The duration of the persistence of LSDV on tick mouthparts following detachment from the infected host requires further investigation. In a recent study LSDV DNA was detected, using a conventional PCR, in the mouthparts of partially fed R. appendiculatus male ticks after feeding on the skin lesions of an experimentally infected donor animal [Reference Tuppurainen8]. Further studies are ongoing to investigate both the presence of LSDV in tick salivary glands and the potential for biological transmission of the virus by R. appendiculatus through saliva.

Viraemia and seroconversion detected in the recipient animal in this experiment proved the infective nature of the virus when transmitted by the tick vector. R. appendiculatus males tested PCR positive after feeding on a second host [Reference Tuppurainen8] but further studies are required to investigate how long these males can remain infective.

It is known during vaccination campaigns that all animals do not develop absolute protective immunity against LSDV [Reference Brenner22, Reference Kitching23] and that LSD vaccination coverage in many countries, endemic to LSDV, is inadequate to prevent the spread of the disease [Reference Gari20]. The findings of this study emphasize the importance of the implementation of effective tick control programmes as well as vaccination in order to successfully control LSD in endemic areas.

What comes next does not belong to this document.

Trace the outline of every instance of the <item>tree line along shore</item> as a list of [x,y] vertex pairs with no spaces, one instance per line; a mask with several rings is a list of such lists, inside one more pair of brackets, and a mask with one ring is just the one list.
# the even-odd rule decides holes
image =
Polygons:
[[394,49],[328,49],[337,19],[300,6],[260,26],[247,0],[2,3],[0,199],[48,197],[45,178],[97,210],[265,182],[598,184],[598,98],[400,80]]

The current study is the first to report the transmission of a poxvirus by R. appendiculatus or any other tick species. The number of experimental animals used in this study was, however, insufficient to provide valid statistical data on the transmission of LSDV by tick vectors. Mechanical transmission of LSDV occurred through feeding on normal healthy-looking skin, rather than on skin lesions, which demonstrated that infected animals without skin lesions, may be an important source of infection through mechanical transmission via tick vectors and possibly other insect vectors. Further studies are required in order to investigate the transmission of LSDV by tick vectors in more detail, in particular whether biological as well as mechanical transmission may occur and to determine the infection rate of LSDV in R. appendiculatus ticks.